Jour après jour, les récoltes succèdent aux récoltes. Certains produits connaissent un sort rapide et finissent le soir même en poëllées à partager entre amis autour d’une table. Mais pour la plupart, le travail ne fait que commencer. Châtaignes ou cynorhodons, destinés à devenir confitures ou sirops, doivent subir une préparation méticuleuse et pour tout dire, laborieuse. Il faut beaucoup, beaucoup de temps pour enlever la « petite pellicule chiante » qui entoure la châtaigne et lui donne son goût amer. Plusieurs méthodes artisanales ont été développées pour réaliser cette opération. Celle que la famille pratique consiste à introduire le fruit, précuit et coupé en deux, dans un presse-ail, et à serrer très fort. La pulpe écrasée sort sous forme de petits asticots blancs qui viennent imperceptiblement augmenter le minuscule tas déjà pressé. Parfois, un fruit récalcitrant oblige à mobiliser toutes ses forces. On arque-boute ses deux mains sur l’outil, et soudain, un jet de pulpe fuse à travers la pièce, ou au visage du conjoint.
Autrefois, cette opération longue et monotone était prétexte à se retrouver en veillée pour écouter quelques histoires du papé. Aujourd’hui la tradition s’est perdue, il faut trouver d’autres moyens pour tromper le temps. Le plus facile consiste à s’installer devant un bon film américain, et de porter un œil à l’écran et l’autre au presse-ail. Personnellement je n’ai pas de chance : Sophie aime la VO et je ne comprends pas l’anglais. Obligé de consacrer une attention beaucoup plus soutenue à l’écran qu’aux châtaignes, je broie sans discernement tout ce qui tombe sous la palpation distraite de ma main gauche : enveloppes vides, fruits pourris… Sophie râle.
Les diverses pâtes ainsi préparées s’accumulent au congélateur. Arrive le jour de la cuisson. Les bassines de cuivre sont sorties des arrière-cuisines et astiquées avec soin. Des sacs de sucre de 25 kilos sont acheminés vers la cuisine et mélangés au fruit Le feu est allumé. Lentement, les énergies internes se mettent en mouvement, les forces caloriques font remonter d’étranges borborygmes des profondeurs. D’épaisses bulles éclatent lentement à la surface, projetant mollement leur lave pâteuse autour de la gazinière. Progressivement, la pâte s’assombrit, s’homogénéise. Dans un geste archaïque, en communion totale avec elle, il faut tourner, lentement, longtemps. Si on l’abandonne, elle est perdue.

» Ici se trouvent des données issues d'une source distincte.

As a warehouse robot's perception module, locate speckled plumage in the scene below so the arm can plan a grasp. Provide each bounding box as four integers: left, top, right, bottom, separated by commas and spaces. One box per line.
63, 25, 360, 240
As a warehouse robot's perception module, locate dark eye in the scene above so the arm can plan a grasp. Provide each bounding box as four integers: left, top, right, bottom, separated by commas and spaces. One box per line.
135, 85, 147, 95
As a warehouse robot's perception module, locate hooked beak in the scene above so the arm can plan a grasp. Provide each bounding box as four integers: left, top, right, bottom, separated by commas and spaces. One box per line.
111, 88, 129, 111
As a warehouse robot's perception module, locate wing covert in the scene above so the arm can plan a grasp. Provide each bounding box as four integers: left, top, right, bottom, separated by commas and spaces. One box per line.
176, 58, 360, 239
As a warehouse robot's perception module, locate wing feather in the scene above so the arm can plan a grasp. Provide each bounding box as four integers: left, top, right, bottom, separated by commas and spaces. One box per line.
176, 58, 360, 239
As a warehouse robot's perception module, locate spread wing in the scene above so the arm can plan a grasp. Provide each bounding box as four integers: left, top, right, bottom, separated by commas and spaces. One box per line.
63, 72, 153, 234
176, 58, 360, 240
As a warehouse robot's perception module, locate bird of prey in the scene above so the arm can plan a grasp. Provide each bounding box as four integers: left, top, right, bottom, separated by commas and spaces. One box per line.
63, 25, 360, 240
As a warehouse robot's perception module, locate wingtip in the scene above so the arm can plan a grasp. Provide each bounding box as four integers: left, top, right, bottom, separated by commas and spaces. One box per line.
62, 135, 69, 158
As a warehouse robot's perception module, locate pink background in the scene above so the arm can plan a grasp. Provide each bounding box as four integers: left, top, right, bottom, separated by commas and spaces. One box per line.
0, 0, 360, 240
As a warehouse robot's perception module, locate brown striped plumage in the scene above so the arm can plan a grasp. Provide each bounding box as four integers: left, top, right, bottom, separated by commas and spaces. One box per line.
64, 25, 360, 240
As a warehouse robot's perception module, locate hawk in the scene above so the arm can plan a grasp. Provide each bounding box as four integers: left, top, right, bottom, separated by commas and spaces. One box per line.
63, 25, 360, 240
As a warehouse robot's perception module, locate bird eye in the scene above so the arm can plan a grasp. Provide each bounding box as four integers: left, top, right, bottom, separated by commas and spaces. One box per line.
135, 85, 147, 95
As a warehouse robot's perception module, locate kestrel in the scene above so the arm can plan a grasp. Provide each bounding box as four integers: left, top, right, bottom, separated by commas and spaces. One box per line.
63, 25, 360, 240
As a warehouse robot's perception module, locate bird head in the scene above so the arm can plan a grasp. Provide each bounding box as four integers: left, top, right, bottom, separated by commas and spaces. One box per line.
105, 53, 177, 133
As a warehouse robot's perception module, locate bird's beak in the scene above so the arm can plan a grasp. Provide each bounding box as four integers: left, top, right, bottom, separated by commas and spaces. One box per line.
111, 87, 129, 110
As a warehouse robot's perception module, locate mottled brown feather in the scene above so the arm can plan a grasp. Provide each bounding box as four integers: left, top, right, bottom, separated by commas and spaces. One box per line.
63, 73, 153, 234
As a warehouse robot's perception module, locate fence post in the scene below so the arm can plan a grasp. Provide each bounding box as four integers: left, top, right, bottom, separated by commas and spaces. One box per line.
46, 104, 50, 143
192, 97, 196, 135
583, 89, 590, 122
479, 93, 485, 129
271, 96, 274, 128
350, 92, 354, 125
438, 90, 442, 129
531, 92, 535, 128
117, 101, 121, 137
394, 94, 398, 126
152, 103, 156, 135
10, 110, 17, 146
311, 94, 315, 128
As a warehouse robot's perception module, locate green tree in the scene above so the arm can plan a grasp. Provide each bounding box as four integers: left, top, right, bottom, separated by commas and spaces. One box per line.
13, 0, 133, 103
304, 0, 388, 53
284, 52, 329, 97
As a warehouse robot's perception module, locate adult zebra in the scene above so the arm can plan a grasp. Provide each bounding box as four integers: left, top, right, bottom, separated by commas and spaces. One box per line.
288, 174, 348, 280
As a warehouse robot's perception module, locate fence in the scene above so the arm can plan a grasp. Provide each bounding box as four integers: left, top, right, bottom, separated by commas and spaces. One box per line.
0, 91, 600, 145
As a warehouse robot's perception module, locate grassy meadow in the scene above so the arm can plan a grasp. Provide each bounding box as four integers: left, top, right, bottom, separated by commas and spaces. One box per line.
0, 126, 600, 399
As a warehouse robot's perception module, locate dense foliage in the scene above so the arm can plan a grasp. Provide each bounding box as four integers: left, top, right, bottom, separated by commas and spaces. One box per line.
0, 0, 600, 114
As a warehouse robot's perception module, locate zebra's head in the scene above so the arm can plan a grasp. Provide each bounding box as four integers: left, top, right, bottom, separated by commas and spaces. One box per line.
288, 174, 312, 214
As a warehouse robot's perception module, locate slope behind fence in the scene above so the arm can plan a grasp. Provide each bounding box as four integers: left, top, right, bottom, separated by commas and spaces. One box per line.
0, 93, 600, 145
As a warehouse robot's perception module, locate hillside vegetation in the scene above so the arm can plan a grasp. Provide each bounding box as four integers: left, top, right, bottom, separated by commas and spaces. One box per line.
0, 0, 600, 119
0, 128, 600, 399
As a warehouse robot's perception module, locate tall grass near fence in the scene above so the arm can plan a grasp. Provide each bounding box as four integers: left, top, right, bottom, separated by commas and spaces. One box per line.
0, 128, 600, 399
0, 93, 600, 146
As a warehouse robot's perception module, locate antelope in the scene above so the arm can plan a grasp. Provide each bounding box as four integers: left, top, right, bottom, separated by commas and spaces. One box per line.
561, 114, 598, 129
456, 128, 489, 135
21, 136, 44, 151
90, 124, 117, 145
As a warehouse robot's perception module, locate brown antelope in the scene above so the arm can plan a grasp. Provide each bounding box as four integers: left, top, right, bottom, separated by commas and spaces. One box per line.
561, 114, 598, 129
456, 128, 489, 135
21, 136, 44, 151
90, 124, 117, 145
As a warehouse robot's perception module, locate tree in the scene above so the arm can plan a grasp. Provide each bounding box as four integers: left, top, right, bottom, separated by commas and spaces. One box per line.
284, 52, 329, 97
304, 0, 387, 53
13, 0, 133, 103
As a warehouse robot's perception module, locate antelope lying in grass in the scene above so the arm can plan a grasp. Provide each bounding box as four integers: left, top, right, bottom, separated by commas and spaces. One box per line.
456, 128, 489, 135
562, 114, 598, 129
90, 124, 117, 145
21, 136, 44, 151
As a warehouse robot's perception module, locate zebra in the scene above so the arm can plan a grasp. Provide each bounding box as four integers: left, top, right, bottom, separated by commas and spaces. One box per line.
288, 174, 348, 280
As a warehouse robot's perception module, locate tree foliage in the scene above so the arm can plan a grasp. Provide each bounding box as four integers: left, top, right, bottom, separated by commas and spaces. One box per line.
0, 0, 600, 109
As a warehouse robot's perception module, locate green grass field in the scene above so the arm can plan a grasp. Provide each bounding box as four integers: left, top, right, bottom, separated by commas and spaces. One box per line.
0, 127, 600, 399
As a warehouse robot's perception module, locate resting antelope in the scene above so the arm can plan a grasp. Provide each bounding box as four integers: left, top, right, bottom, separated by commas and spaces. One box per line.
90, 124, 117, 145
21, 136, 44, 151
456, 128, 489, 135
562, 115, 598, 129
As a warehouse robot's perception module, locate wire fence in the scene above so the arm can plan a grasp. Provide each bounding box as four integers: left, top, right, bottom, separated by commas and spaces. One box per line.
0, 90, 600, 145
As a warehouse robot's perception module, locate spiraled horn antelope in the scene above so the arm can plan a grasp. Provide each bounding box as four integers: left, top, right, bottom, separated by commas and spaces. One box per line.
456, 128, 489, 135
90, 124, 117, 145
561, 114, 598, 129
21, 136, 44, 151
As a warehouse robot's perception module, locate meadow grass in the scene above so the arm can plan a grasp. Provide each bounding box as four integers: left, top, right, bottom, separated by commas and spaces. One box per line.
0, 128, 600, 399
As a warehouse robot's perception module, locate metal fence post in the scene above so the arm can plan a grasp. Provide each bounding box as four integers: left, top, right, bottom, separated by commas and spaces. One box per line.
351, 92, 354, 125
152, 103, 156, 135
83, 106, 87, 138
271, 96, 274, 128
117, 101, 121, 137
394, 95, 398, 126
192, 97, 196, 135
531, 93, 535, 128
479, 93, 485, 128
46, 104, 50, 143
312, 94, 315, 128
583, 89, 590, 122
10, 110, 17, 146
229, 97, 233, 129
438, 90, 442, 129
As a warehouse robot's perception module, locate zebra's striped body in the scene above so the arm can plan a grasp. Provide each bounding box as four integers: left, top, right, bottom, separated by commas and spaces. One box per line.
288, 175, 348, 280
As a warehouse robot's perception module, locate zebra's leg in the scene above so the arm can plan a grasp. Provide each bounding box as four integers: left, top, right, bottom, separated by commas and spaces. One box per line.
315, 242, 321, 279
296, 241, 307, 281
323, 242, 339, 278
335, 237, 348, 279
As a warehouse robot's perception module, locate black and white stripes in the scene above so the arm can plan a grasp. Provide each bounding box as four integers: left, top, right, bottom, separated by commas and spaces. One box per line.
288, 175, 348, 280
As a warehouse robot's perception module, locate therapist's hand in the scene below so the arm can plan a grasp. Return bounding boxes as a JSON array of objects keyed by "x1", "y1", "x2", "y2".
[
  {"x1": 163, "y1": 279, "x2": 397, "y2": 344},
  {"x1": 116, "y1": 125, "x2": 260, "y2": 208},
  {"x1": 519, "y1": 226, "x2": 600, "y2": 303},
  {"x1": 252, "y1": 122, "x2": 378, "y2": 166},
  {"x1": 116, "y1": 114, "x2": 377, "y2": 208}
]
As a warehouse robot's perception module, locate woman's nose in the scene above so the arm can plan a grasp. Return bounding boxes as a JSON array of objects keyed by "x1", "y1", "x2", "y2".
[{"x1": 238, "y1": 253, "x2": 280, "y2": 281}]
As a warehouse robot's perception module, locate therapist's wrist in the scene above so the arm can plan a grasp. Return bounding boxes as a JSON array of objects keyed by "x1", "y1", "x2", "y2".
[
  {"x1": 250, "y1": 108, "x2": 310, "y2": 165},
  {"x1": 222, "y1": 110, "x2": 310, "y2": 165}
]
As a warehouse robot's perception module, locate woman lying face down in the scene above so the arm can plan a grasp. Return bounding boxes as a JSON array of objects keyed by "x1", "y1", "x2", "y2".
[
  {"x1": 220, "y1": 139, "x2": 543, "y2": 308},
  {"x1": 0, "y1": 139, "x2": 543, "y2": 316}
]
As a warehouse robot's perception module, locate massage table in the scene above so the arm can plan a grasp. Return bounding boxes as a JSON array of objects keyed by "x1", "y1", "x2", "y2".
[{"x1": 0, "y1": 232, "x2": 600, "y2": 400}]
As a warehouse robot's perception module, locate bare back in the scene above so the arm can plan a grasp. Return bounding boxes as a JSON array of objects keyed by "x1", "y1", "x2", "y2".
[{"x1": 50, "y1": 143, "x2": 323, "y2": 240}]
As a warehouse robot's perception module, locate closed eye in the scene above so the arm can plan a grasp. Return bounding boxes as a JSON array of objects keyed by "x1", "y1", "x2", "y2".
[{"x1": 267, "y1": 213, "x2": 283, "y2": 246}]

Pour finir, on range avec tendresse les pots pleins, encore brûlants, sur les étagères de l’arrière cuisine. Plus il y en a, plus l’on se sent cévenol, même si l’on n’en consomme pas beaucoup soi-même : ils partiront, à Noël ou à l’occasion des diverses fêtes familiales, en cadeaux modestes mais authentiques et bien sentis, générant toujours des exclamations enthousiastes, admiratives et parfois un rien forcées de ceux qui les reçoivent.
Peu à peu le stock décroît, et un jour, il ne reste qu’une dernière bouteille de jus de pomme maison. Un jeudi soir ordinaire on pose la main dessus pour la servir à table. On hésite : faut-il la réserver pour une occasion plus exceptionnelle ? Attendre le week-end et la sortir en grande pompe aux Dupont qui viennent manger ? Et puis non, on va en profiter en famille. A table, apprenant la situation, les enfants boivent leur verre langoureusement en mimant avec exagération tous les effets possibles du délice, et puis il n’y en a plus.
Commence alors l’attente de l’automne suivant.